Most of the village had emptied, but at the far end a great number of Comanche people—squaws, children, and old folks, mostly—ran like wind-driven leaves in a bobbing scatter. The Rangers were riding through to join the Tonkawas in the running fight that could be heard far up the Wild Dog; but they made it their business to stamp out resistance as they went. The dreadful thing was that the fleeing people were armed, and fought as they ran, as dangerous as a torrent of rattlesnakes.
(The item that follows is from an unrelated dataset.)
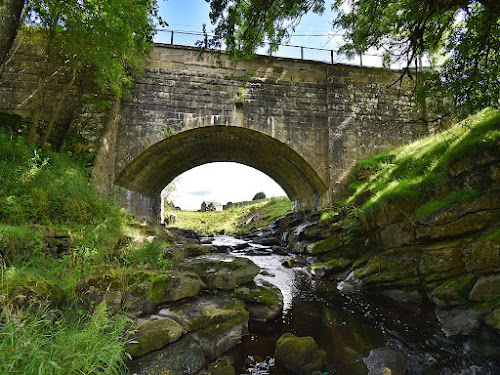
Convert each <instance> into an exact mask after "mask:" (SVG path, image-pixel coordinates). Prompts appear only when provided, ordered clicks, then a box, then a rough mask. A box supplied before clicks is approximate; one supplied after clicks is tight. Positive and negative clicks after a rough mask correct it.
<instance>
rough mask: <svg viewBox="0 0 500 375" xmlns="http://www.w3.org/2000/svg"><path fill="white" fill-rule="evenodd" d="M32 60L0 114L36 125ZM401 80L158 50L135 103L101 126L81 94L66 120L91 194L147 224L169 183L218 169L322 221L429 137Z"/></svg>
mask: <svg viewBox="0 0 500 375" xmlns="http://www.w3.org/2000/svg"><path fill="white" fill-rule="evenodd" d="M30 51H31V50H30V46H29V45H28V46H27V47H26V48H24V47H23V48H20V49H19V53H18V55H17V56H16V58H14V59H13V61H12V62H11V63H9V64H10V65H9V66H8V67H7V69H6V71H5V73H4V75H3V77H2V79H3V81H4V84H2V85H0V111H9V112H17V113H20V114H23V115H25V116H28V117H29V115H30V113H32V110H33V108H34V105H35V103H34V101H33V99H31V98H32V96H33V93H34V92H36V87H37V79H36V61H37V57H36V54H35V53H34V52H30ZM30 64H32V65H33V67H34V68H33V69H32V70H33V71H32V73H31V74H26V66H27V65H28V66H29V65H30ZM57 72H58V73H57V74H56V73H54V74H53V75H52V76H51V78H50V79H51V81H50V82H48V83H47V85H46V91H47V95H48V96H47V100H48V101H47V103H48V105H47V107H49V108H50V106H51V104H50V103H56V102H57V99H58V98H59V95H60V93H61V92H62V91H63V90H62V89H61V87H64V84H66V83H67V82H68V77H67V72H64V70H60V71H57ZM399 76H400V72H398V71H392V70H387V69H379V68H364V67H355V66H348V65H341V64H335V65H332V64H325V63H319V62H313V61H304V60H296V59H286V58H273V57H265V56H258V57H257V58H255V59H253V60H251V61H247V62H243V63H239V64H233V63H232V62H231V61H230V60H229V58H228V57H227V56H226V55H224V54H222V56H220V58H218V57H216V56H213V55H211V54H209V53H206V54H204V55H203V56H202V57H201V58H200V51H199V50H198V49H196V48H190V47H180V46H167V45H156V46H155V47H154V48H153V50H152V51H151V53H150V56H149V59H148V61H147V64H146V68H145V74H144V75H143V76H142V77H139V78H138V79H137V80H136V82H135V83H134V85H133V88H132V97H131V99H128V100H123V101H122V102H121V105H120V106H113V107H112V108H111V109H110V110H108V112H107V113H103V114H102V115H101V114H96V113H94V112H92V111H93V109H91V110H89V109H88V108H90V107H89V106H88V103H86V102H84V101H82V100H81V99H80V98H81V97H82V93H83V96H84V97H94V98H95V97H96V95H95V92H93V91H92V90H94V89H93V88H92V87H88V86H85V87H81V88H75V90H74V91H72V92H70V93H69V94H68V96H67V99H66V100H67V101H68V102H69V103H71V105H68V108H70V109H71V111H70V112H66V113H65V114H64V116H65V117H64V118H62V117H61V118H60V119H58V120H59V121H60V122H59V123H60V126H62V127H65V128H66V129H69V131H67V133H68V136H71V137H78V138H79V139H81V142H83V143H85V142H87V144H88V145H90V146H89V147H88V149H89V150H90V151H92V150H94V151H97V158H96V164H95V168H94V177H95V178H94V182H96V184H98V185H99V186H100V187H101V190H102V192H103V193H104V194H107V195H112V194H113V191H114V190H116V189H114V186H115V185H117V186H121V187H123V188H125V189H128V190H129V191H131V192H128V193H127V192H125V193H124V192H123V191H122V192H119V194H118V196H117V200H118V201H119V202H120V203H121V204H122V205H124V206H125V207H127V208H129V209H131V210H132V211H133V212H134V213H135V214H136V215H138V216H140V217H144V218H146V217H153V216H155V215H156V214H157V211H158V207H159V206H158V205H159V203H158V197H159V196H160V191H161V189H162V188H163V187H164V186H166V185H167V184H168V183H169V182H170V181H171V180H173V178H175V177H176V176H178V175H179V174H181V173H183V172H184V171H186V170H188V169H190V168H193V167H195V166H197V165H201V164H204V163H208V162H214V161H234V162H240V163H243V164H246V165H249V166H253V167H255V168H257V169H259V170H261V171H262V172H264V173H266V174H268V175H269V176H270V177H272V178H273V179H275V180H276V182H278V184H280V185H281V186H282V187H283V188H284V190H285V191H286V192H287V194H288V195H289V197H290V199H291V200H292V201H294V202H296V203H295V204H294V207H295V208H296V209H297V210H305V209H316V208H323V207H328V206H329V205H331V204H332V203H333V202H334V201H335V200H337V199H339V198H340V197H342V195H343V193H344V192H343V190H344V186H345V182H346V181H345V180H346V178H347V176H348V175H349V173H350V171H351V170H352V168H353V166H354V165H355V163H356V161H358V160H360V159H363V158H366V157H369V156H371V155H374V154H376V153H379V152H383V151H386V150H388V149H391V148H393V147H396V146H399V145H402V144H404V143H407V142H409V141H411V140H413V139H415V138H417V137H418V136H419V135H420V134H422V133H424V132H425V127H424V126H423V124H422V123H421V122H420V121H419V120H418V119H417V112H416V111H415V110H413V106H414V105H413V102H412V99H411V95H412V90H413V82H411V81H408V80H407V79H406V80H405V81H403V82H402V84H401V85H400V84H398V85H394V82H395V81H396V80H397V79H398V78H399ZM82 106H83V107H82ZM82 108H86V110H85V111H83V112H82ZM89 111H90V112H92V113H89ZM51 115H52V113H50V111H49V112H47V113H45V114H44V115H42V117H43V116H45V118H47V119H50V116H51ZM61 124H62V125H61ZM65 132H66V131H62V132H61V133H65ZM124 191H125V190H124Z"/></svg>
Here and there lay the body of an old man, a squaw, or a half-grown boy, who had died rather than let an enemy pass un-molested; and sometimes there was a fallen Ranger. Mart had to go through these people; he had to hunt through them all, and keep on hunting through them, until he found Debbie, or they got him.
A squaw as broad as a horse’s rump, with a doll-size papoose on her back, whirled on him at his stirrup. Her trade gun blasted so close that the powder burned his hand, yet somehow she missed him. And now he saw Amos.